Middle schools include Belvedere and Griffith STEAM Magnet. In 2017, a petition was started to remove the name D. W. Griffith from the East Los Angeles middle school because his 1915 film The Birth of a Nation celebrated the Ku Klux Klan. Griffith who also co-produced The Life of General Villa, a biographical action–drama film starring Pancho Villa as himself, shot on location in Mexico during the Mexican Revolution.

James A. Garfield High School and Computer Science Magnet is the sole traditional LAUSD public high school in East Los Angeles. Garfield High School opened its doors in 1925, grades 7 through 12. It was a six-year school in which one could earn two diplomas, one from Garfield Junior High School after completion of 9th grade and one from Garfield Senior High School. By the late 1930s, Garfield became overcrowded and a new Junior High School for grades 7 through 9 was built, Kern Avenue Junior High School, located on Fourth Street and Kern Avenue, now called Griffith STEAM Magnet Middle School. Garfield High School participates in the "East LA Classic" against Theodore Roosevelt High School a football game that traditionally draws over 25,000 fans. Ramona Opportunity High School, an alternative all girl public high school, is in East Los Angeles serving grades 7-12. Esteban Torres High School opened in 2010 on the former Hammel Street Elementary School grounds and in former housing developments. There are five autonomous pilot high schools located on the Esteban E. Torres High School campus, part of the Los Angeles Education Partnership's network of partner and community schools. Monterey High School, a continuation high school, serves the needs of at-risk students in the East Los Angeles community.
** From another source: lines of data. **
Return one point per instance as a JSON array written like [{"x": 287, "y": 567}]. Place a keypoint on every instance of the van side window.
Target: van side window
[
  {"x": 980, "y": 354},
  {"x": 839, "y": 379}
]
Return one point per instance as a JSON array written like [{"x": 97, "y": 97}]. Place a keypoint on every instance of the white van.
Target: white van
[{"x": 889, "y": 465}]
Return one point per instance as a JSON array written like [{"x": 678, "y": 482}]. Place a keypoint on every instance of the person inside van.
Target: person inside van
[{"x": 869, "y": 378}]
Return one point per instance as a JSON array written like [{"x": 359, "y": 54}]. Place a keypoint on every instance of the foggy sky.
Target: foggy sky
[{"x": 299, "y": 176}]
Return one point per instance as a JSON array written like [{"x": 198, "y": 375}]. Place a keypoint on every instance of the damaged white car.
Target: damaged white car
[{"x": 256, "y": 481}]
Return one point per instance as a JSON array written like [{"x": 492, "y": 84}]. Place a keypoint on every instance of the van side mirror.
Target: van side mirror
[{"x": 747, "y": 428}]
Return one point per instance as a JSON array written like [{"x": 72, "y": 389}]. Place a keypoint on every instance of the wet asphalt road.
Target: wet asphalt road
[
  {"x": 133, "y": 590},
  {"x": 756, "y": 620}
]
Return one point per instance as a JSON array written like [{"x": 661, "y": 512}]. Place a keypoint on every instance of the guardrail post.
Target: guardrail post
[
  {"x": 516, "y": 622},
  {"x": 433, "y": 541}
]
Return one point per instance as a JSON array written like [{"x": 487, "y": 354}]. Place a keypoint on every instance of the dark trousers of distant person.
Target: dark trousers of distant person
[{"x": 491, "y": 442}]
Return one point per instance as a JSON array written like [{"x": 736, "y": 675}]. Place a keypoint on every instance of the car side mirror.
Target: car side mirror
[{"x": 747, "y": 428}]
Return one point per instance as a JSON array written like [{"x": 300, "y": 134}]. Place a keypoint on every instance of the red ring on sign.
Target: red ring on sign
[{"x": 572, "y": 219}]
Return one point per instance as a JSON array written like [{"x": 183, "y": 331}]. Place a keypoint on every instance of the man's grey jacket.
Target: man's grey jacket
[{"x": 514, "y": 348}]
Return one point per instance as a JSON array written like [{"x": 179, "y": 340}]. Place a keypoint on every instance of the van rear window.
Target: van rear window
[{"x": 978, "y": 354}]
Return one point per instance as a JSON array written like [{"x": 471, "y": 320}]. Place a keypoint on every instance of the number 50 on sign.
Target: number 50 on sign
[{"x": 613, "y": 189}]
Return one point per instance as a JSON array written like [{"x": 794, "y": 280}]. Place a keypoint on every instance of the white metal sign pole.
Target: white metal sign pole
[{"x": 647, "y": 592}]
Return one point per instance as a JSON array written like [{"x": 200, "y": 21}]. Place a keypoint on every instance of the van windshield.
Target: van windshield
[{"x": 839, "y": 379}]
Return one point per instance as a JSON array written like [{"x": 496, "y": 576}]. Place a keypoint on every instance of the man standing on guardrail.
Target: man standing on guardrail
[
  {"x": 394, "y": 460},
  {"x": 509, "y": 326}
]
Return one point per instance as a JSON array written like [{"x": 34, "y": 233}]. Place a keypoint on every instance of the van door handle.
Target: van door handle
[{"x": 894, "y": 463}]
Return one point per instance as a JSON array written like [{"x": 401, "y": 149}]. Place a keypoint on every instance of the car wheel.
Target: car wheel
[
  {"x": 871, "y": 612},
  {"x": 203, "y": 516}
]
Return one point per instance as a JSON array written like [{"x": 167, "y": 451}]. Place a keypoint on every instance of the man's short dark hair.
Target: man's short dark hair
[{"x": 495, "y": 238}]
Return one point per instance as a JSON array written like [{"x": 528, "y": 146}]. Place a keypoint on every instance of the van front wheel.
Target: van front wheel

In 2013 adult education programs from the Eastside Learning Center and East Los Angeles Occupational Center relocated at the East Los Angeles Star Hospital site to form an adult learning center and high school academy. The modified 1929, three-story structure houses the Hilda L. Solis Learning Academy School of Technology, Business and Education (STBE) high school and East LA Star Adult Education

East Los Angeles College (ELAC) was part of unincorporated East Los Angeles before it was annexed by Monterey Park in the early 1970s.

====Charter schools====
Other schools in the area include the Knowledge Is Power Program (KIPP) charter schools Raíces Academy (Grades Transitional kindergarten (TK)-4), Iluminar Academy (Grades TK-4), Sol Academy (Grades 5-8), Academy of Innovation (Grades 5-8). The KIPP is a nationwide network of free open-enrollment college-preparatory schools. The Arts in Action Community Charter Elementary School (Grades TK-5) open and started classes at its new school site in the 2019–2020 school year.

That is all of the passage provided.